Gustavo Medeiros, head of research at Ashmore, said in a note to clients: “The aggressive Russian actions raise the risk of this market becoming uninvestable, due to sanctions or governance/moral reasons, for foreign investors from Western countries.”

The Bank of Russia on Monday more than doubled interest rates to 20% to try to halt the dramatic plunge to record lows in the ruble, the local currency. It also ordered brokers not to sell domestic assets on behalf of foreigners.

The moves came after the country’s stock market suffered a devastating plunge of as much as 50% in a single day the previous week.

Yet the central bank could do little to stop a raft of institutions and companies severing ties with Russia, which could ramp up the stress on the country’s economic system.

Oil giants BP and Shell have said they’ll ditch key Russian ventures, with the former potentially making a $25 billion loss by selling its almost 20% stake in oil exploration company Rosneft.

Major financial index provider MSCI said it’s considering cutting Russian assets from its benchmark indices. That would potentially slash the amount of investment in the country.

The New York Stock Exchange, Nasdaq and Germany’s Deutsche Boerse all suspended trading in certain Russian securities on Monday.

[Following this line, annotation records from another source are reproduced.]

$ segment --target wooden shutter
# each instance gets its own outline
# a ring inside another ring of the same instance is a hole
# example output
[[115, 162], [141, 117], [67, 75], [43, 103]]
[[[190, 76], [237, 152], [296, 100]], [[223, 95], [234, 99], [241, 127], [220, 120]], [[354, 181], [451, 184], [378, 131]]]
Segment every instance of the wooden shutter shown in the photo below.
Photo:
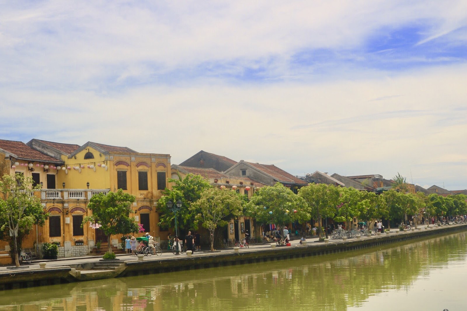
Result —
[[138, 189], [140, 190], [148, 190], [148, 172], [138, 172]]
[[151, 230], [151, 227], [149, 221], [149, 214], [140, 214], [140, 223], [143, 225], [145, 232], [149, 232]]
[[117, 187], [124, 190], [127, 188], [127, 171], [118, 171], [117, 172]]
[[157, 190], [163, 190], [165, 189], [165, 172], [157, 172]]
[[50, 237], [62, 235], [60, 216], [50, 216], [49, 217], [49, 236]]
[[84, 228], [81, 228], [83, 223], [83, 215], [73, 215], [73, 235], [84, 235]]

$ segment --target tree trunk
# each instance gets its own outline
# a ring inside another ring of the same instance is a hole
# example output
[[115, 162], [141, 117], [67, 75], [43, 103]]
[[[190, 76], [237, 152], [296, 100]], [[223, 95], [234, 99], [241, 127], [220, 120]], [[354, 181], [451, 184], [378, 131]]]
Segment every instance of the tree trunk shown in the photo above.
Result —
[[14, 234], [14, 232], [13, 232], [13, 240], [14, 240], [14, 265], [16, 267], [20, 266], [20, 257], [18, 256], [18, 244], [16, 243], [16, 236]]
[[112, 254], [112, 243], [110, 242], [110, 235], [107, 235], [107, 245], [109, 248], [109, 254]]
[[214, 230], [209, 229], [209, 243], [211, 244], [211, 251], [214, 251]]

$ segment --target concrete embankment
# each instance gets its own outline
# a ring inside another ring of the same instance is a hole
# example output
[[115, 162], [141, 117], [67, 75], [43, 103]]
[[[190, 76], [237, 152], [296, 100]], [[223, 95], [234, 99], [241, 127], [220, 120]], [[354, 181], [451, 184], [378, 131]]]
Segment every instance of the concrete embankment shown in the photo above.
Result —
[[[252, 263], [281, 259], [313, 256], [358, 249], [379, 245], [403, 242], [413, 239], [439, 235], [467, 229], [467, 224], [444, 226], [407, 232], [396, 232], [389, 234], [362, 237], [346, 241], [337, 240], [329, 243], [309, 242], [306, 245], [270, 248], [269, 244], [261, 247], [232, 249], [214, 253], [197, 253], [174, 257], [145, 257], [142, 261], [132, 257], [129, 261], [80, 263], [64, 267], [46, 269], [2, 269], [0, 272], [0, 290], [42, 286], [60, 283], [125, 276], [144, 275], [204, 269], [222, 266]], [[128, 258], [130, 259], [130, 258]], [[82, 259], [81, 260], [82, 261]], [[100, 267], [99, 267], [100, 266]]]

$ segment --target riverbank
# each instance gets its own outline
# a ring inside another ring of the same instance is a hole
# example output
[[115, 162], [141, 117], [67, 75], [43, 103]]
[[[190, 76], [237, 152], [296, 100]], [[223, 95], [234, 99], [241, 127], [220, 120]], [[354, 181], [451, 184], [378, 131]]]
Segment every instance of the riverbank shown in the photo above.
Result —
[[190, 270], [244, 263], [253, 263], [340, 252], [366, 247], [423, 238], [435, 235], [467, 229], [467, 224], [456, 224], [404, 232], [362, 237], [329, 243], [308, 239], [306, 245], [292, 242], [291, 247], [271, 248], [269, 244], [255, 245], [235, 252], [233, 249], [220, 251], [197, 252], [191, 256], [178, 256], [164, 253], [162, 256], [145, 257], [139, 261], [134, 256], [124, 255], [117, 261], [101, 261], [100, 257], [86, 257], [49, 261], [41, 269], [35, 263], [19, 268], [0, 268], [0, 290], [21, 288], [88, 280], [145, 275], [181, 270]]

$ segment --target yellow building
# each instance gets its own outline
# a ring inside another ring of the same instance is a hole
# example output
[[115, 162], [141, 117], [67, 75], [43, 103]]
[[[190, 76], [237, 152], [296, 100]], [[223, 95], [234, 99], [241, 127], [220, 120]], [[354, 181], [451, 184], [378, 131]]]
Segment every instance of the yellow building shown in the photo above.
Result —
[[[34, 242], [56, 242], [60, 243], [59, 256], [69, 257], [89, 253], [97, 242], [102, 248], [108, 242], [119, 247], [121, 235], [107, 241], [100, 229], [80, 226], [83, 217], [91, 214], [87, 204], [93, 195], [119, 188], [136, 197], [133, 215], [159, 239], [156, 204], [170, 173], [170, 155], [92, 142], [80, 146], [38, 139], [27, 144], [0, 140], [0, 153], [6, 173], [22, 173], [42, 186], [35, 195], [50, 214], [37, 235], [33, 232], [27, 237], [24, 247], [40, 251]], [[6, 246], [0, 244], [0, 249]]]
[[[214, 187], [222, 186], [228, 189], [233, 189], [242, 194], [251, 197], [255, 190], [264, 185], [248, 178], [235, 177], [226, 175], [213, 168], [191, 167], [172, 165], [171, 167], [172, 179], [178, 179], [179, 173], [182, 178], [188, 173], [199, 175], [209, 181]], [[255, 228], [255, 220], [251, 217], [242, 216], [238, 219], [229, 221], [226, 229], [222, 233], [222, 238], [226, 242], [239, 241], [245, 237], [245, 232], [248, 230], [251, 237], [260, 236], [260, 229]], [[207, 231], [206, 231], [207, 232]]]

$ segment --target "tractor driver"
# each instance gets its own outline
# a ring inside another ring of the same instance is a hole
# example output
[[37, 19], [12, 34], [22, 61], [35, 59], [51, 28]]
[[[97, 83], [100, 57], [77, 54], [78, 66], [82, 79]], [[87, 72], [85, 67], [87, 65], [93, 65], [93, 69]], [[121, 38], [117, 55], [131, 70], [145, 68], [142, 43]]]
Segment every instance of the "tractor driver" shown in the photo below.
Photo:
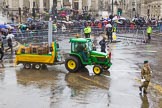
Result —
[[77, 52], [79, 52], [81, 54], [81, 56], [83, 57], [84, 61], [87, 61], [87, 56], [86, 56], [86, 45], [83, 43], [78, 43], [77, 47], [76, 47]]

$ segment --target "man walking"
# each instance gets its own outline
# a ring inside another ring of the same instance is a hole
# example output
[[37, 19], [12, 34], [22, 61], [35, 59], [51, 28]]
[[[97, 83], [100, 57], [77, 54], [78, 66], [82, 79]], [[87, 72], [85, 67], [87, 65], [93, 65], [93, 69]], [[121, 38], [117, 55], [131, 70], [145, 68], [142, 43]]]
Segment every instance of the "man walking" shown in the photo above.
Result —
[[152, 33], [152, 27], [149, 24], [147, 27], [148, 42], [150, 42], [150, 40], [151, 40], [151, 33]]
[[89, 35], [89, 27], [87, 26], [87, 24], [85, 25], [85, 28], [84, 28], [84, 35], [85, 35], [85, 38], [90, 37], [90, 35]]
[[151, 68], [148, 64], [148, 61], [144, 61], [144, 66], [142, 67], [142, 70], [141, 70], [141, 78], [143, 80], [142, 81], [143, 83], [139, 87], [139, 89], [142, 92], [142, 89], [144, 88], [143, 93], [147, 94], [147, 88], [148, 88], [148, 85], [151, 79]]
[[13, 46], [12, 46], [13, 38], [14, 38], [14, 35], [11, 34], [11, 32], [9, 32], [9, 34], [6, 37], [7, 43], [8, 43], [8, 48], [5, 51], [7, 52], [9, 49], [11, 49], [11, 54], [13, 53]]
[[106, 53], [105, 49], [106, 49], [106, 36], [103, 36], [103, 39], [99, 42], [100, 46], [101, 46], [101, 52]]

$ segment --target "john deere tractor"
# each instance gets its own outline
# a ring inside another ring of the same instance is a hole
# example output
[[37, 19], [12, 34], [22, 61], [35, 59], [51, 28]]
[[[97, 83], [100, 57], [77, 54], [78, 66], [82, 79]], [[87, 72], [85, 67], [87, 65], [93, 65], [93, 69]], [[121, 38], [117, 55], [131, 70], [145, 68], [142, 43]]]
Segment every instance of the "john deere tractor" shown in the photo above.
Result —
[[69, 72], [77, 72], [86, 65], [94, 65], [93, 72], [99, 75], [112, 65], [107, 53], [93, 50], [90, 38], [71, 38], [70, 43], [71, 52], [65, 60], [65, 67]]

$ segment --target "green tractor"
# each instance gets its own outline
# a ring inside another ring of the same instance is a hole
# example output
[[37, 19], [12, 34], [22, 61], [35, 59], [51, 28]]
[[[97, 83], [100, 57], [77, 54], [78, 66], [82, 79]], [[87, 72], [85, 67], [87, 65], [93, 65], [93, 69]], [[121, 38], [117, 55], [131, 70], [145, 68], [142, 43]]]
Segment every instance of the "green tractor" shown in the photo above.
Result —
[[77, 72], [86, 65], [94, 65], [93, 72], [100, 75], [112, 65], [107, 53], [93, 50], [90, 38], [71, 38], [71, 53], [65, 60], [65, 67], [69, 72]]

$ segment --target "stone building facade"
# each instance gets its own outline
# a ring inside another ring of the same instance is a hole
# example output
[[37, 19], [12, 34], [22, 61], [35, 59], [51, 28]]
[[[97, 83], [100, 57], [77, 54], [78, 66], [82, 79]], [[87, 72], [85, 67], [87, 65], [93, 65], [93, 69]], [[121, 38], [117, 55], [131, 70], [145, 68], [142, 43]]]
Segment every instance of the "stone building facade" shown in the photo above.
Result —
[[141, 0], [141, 16], [145, 18], [162, 18], [162, 0]]
[[39, 12], [44, 10], [51, 11], [53, 2], [57, 2], [57, 9], [62, 7], [69, 7], [72, 9], [82, 11], [89, 11], [92, 8], [98, 9], [98, 0], [3, 0], [4, 7], [8, 6], [8, 10], [14, 11], [18, 8], [28, 8], [30, 12], [33, 6], [39, 9]]

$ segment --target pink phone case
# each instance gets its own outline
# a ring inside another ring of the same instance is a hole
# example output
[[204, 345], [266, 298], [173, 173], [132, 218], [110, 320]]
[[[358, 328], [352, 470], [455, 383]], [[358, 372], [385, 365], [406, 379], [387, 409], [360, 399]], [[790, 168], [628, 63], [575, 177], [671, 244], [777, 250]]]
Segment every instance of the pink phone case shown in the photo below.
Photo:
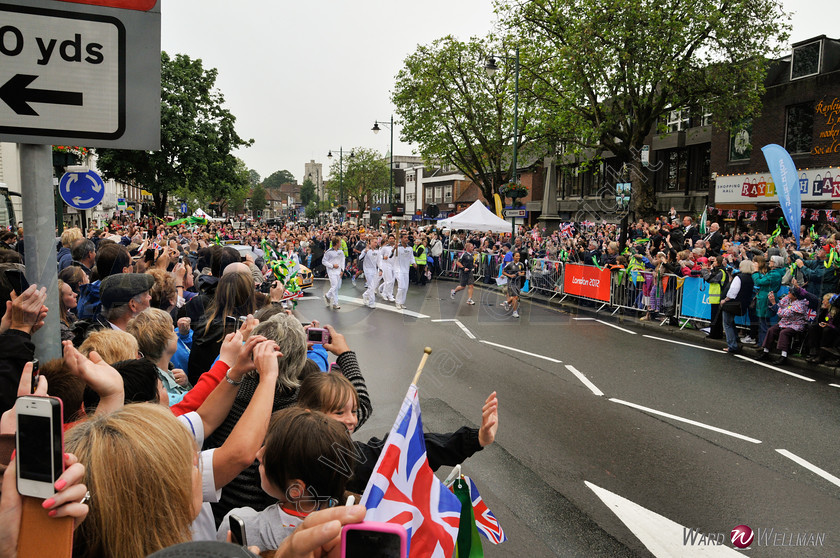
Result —
[[[368, 531], [374, 533], [384, 533], [387, 535], [394, 535], [399, 537], [400, 540], [400, 558], [407, 558], [408, 557], [408, 534], [406, 533], [405, 527], [402, 525], [395, 525], [393, 523], [381, 523], [379, 521], [363, 521], [361, 523], [354, 523], [352, 525], [345, 525], [344, 528], [341, 529], [341, 557], [342, 558], [358, 558], [356, 555], [348, 556], [347, 555], [347, 532], [348, 531]], [[366, 549], [364, 556], [383, 556], [385, 554], [377, 554], [376, 551], [382, 551], [381, 548], [370, 548]], [[362, 556], [361, 554], [358, 556]], [[388, 556], [388, 558], [392, 558]]]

A look at the London markets, where many Russian companies are listed, gives a sense of the impact of the Ukraine conflict on Russia’s financial system.

The country’s biggest lender, Sberbank, has seen its London-listed shares fall by more than 94% since the start of the year as of Tuesday. Energy company Gazprom’s London shares were down more than 70% over the same period.

“To say that Russia’s financial markets are dislocated today is a gross understatement,” said Oliver Allen, markets economist at Capital Economics. “A resumption of normal conditions is not on the cards so long as sanctions remain in place.”

Russian bonds plunged Monday as investors assessed the severity of the sanctions, and a major dollar-denominated security halved in value. Markets are awaiting more details on how exactly the SWIFT exclusion and central bank penalties will work.

“It is not certain that the government will be able to repay foreign bond holders under the incoming sanctions,” Allen said.